The Sub-Committee noted the position and requested that officers provide the further information as detailed in the minutes.







Report and presentation attached.

Additional documents:


Officers accepted that the current system for Child and Adolescent Mental Health Services (CAMHS) was not perfect but felt that the system was improving with new investment having been made in the service.  There had been a culture change away from the old four tier system with the new I-Thrive system covering treatment, support and self-management etc. The new children’s model for mental health services had been piloted in the north locality of Havering.


Feedback from schools had been favourable with schools feeling they now had a better understanding of CAMHS and in particular the role of the Support Time and Recovery Worker. This had resulted in more appropriate rates of referral from schools to CAMHS. The CAMHS website had also been improved which helped young people to access services.


Children with speech and language difficulties were more likely to struggle in school and become young offenders etc but NELFT was now working closely with the Council’s adolescent safeguarding team on these issues.

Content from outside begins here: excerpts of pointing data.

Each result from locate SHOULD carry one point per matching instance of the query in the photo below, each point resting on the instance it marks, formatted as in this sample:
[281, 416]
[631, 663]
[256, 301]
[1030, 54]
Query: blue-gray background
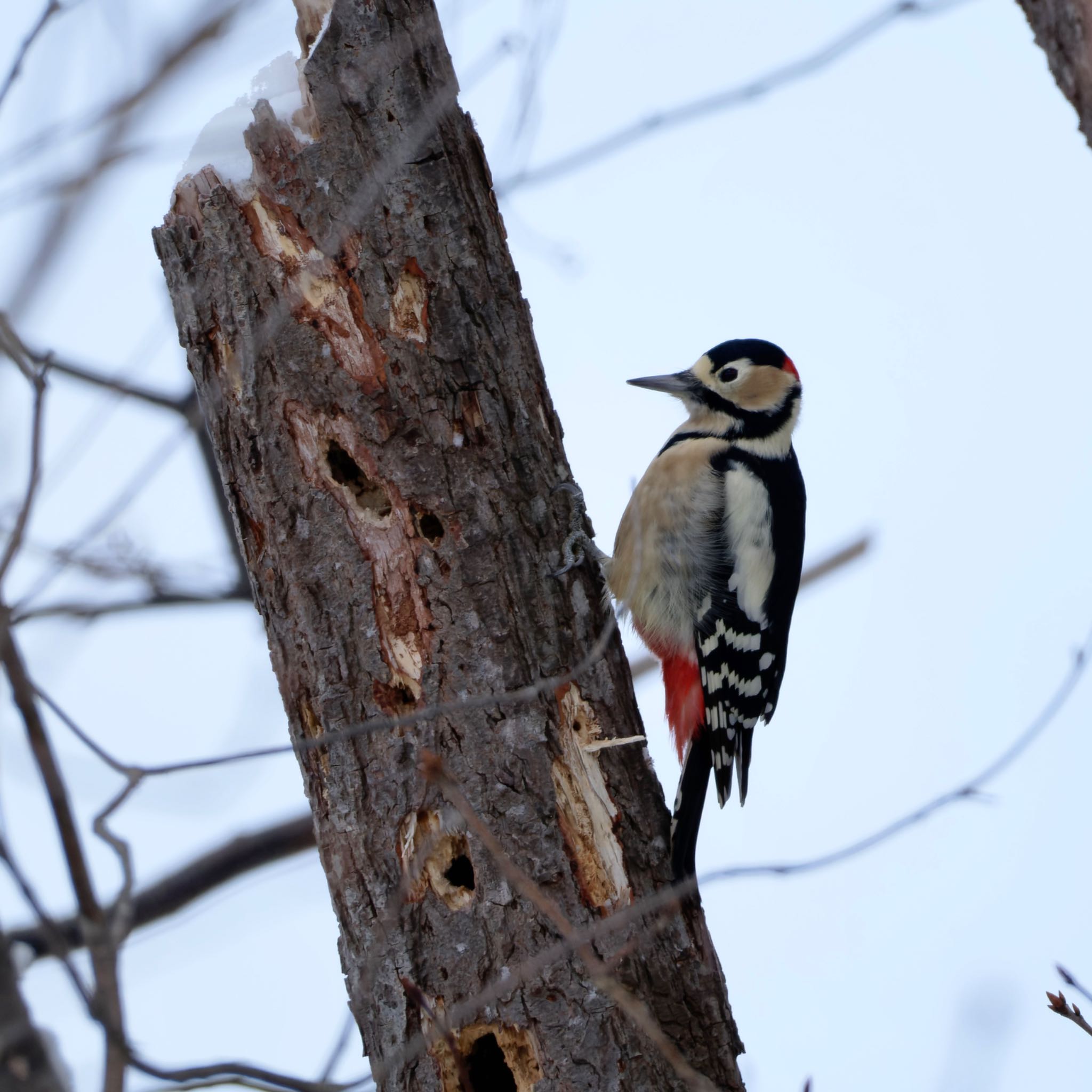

A representative from Havering CCG added that the CCG worked with schools and providers to develop services for resilience building.


The CAMHS transformation strategy had recently been refreshed and this could be circulated to Members. The Havering Transformation Board for CAMHS had also been considered as operating successfully.


The sub-Committee noted the presentation and thanked officers for the services being provided in Havering.





Report attached.

Additional documents:


Performance on delayed transfers of care had improved slightly in the last quarter with most delays being attributed to issues in the health sector with for example patients awaiting transfer to a bed in a neurological rehabilitation unit.